Probing the basis of substrate preference of A3 CDAs

While all A3 CDAs are homologous and share identical structural fold, variations exist with regards to their preferred DNA substrate sequence. The majority of catalytically active CDA domains prefer the sequence of 5′-TC-3’ (where C is the mutated base); A3G C-terminal CDA (A3G-CTD) is the sole exception, preferring 5′-CC-3′ instead (Yu et al., 2004; Langlois et al., 2005; Chen et al., 2006; Logue et al., 2014). The Rosetta toolset includes widely used protocols for structure-based protein and nucleic acid designs (Leaver-Fay et al., 2011; Alford et al., 2017). Here we ask whether these functionalities could be exploited to assess substrate preference of A3 CDAs, by designing the optimal substrate sequence for different A3 CDAs based on the graft poses we have generated (Fig. 3B).A large-scale mutagenesis of the DNA substrate sequence was carried using Rosetta (section DNA motif optimisation, Materials and Methods). For each A3 CDA, a large number of designs were generated (for 2 ensembles 200 poses 50 designs each, yielding a total of 20,000 for each CDA domain), allowing for sufficient sampling to explore DNA sequence preferences.
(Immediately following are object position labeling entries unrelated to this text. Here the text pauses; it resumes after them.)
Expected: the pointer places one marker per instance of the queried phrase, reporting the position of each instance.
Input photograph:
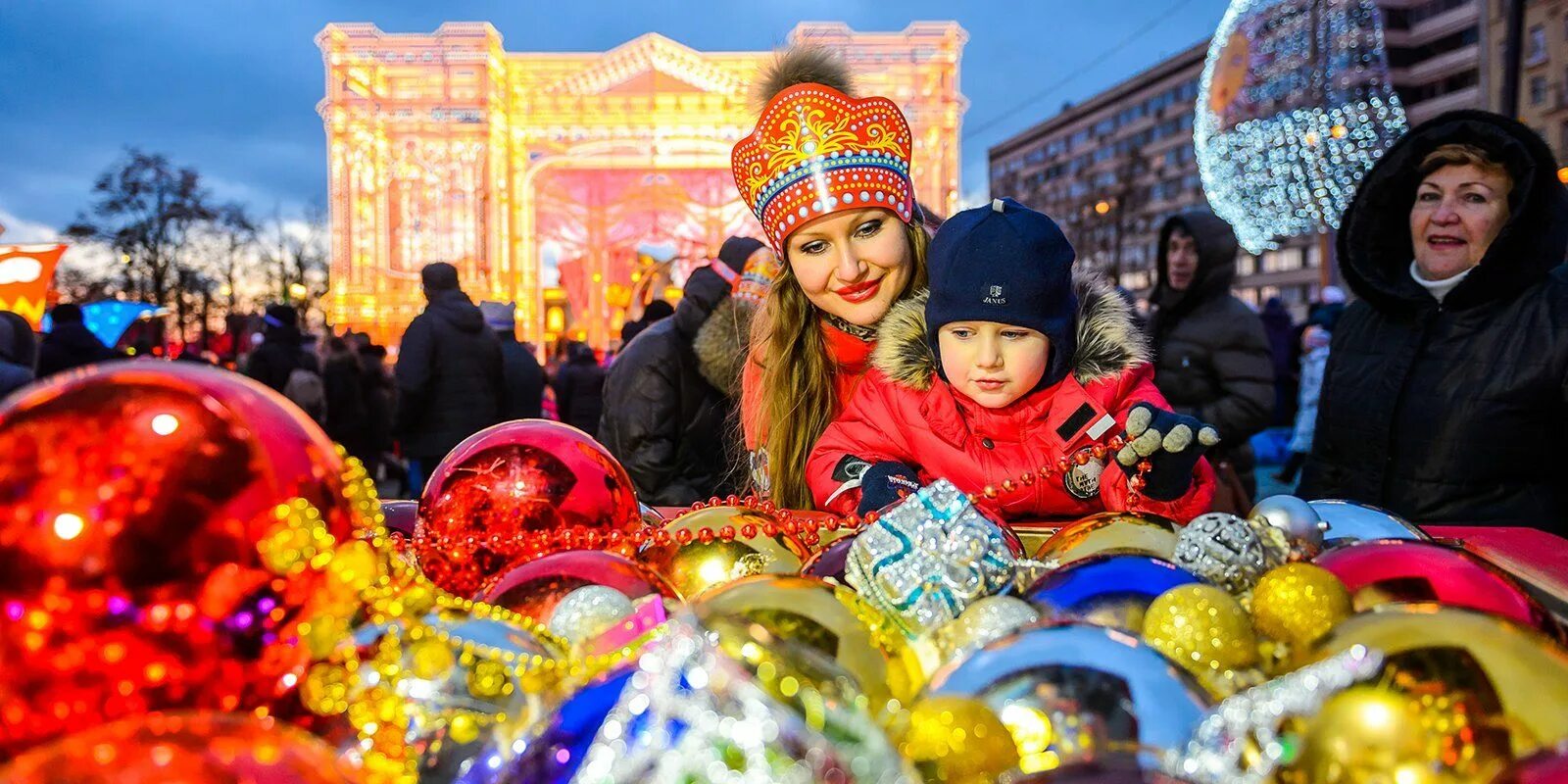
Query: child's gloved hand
(1172, 443)
(885, 483)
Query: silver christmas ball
(1230, 551)
(1300, 522)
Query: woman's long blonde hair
(797, 376)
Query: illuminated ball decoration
(1285, 137)
(490, 499)
(161, 529)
Owing to existing knowledge on sequence preferences, here we focus on comparing A3A, A3B-CTD and A3G-CTD, the three domains with best established analyses on substrate sequence preference (Silvas & Schiffer, 2019; Shi et al., 2017b; Silvas et al., 2018), with the longer, more linear 5′-CCA-3′ A3G-CTD substrate (PDB 6bux; (Maiti et al., 2018)), on which the least entanglement has been observed in our grafts (Fig. 7). We find that some designs on the A3B-CTD grafts successfully alter 5′-CC-3′ into 5′-TC-3’ (Fig. 8A); roughly 38% of the poses were designed into 5′-TC-3′, while a similar proportion of poses retained 5′-CC-3′ as does the original substrate (Table 4). However, for A3A, which is highly identical to A3B-CTD, base preference at the −1 position were different; this could possibly explained by difference in the loop1 sequence between A3A and A3B-CTD (Fig. 7C), both in terms of the length of loop1 and the fact that A3B-CTD has more positively-charged residues at this site. For A3G-CTD, it is expected that the motif preference in the generated grafts should be identical to the input substrate (i.e. 5′-CC-3′), since this input substrate was resolved in complex with A3G-CTD; around 55% of the poses retain 5′-CC-3’.

Figure 8

Table 4

Comparison of base preference at position −1 for motif-optimised A3-DNA poses. Numbers shown represent the percentages of poses with each DNA base at position −1. Poses of A3 CDAs in complex with Rosetta-designed sequence motives are considered here. Results from both Ensemble apo and Ensemble in situ (see Methods, section Graft generation) are combined and tabulated here.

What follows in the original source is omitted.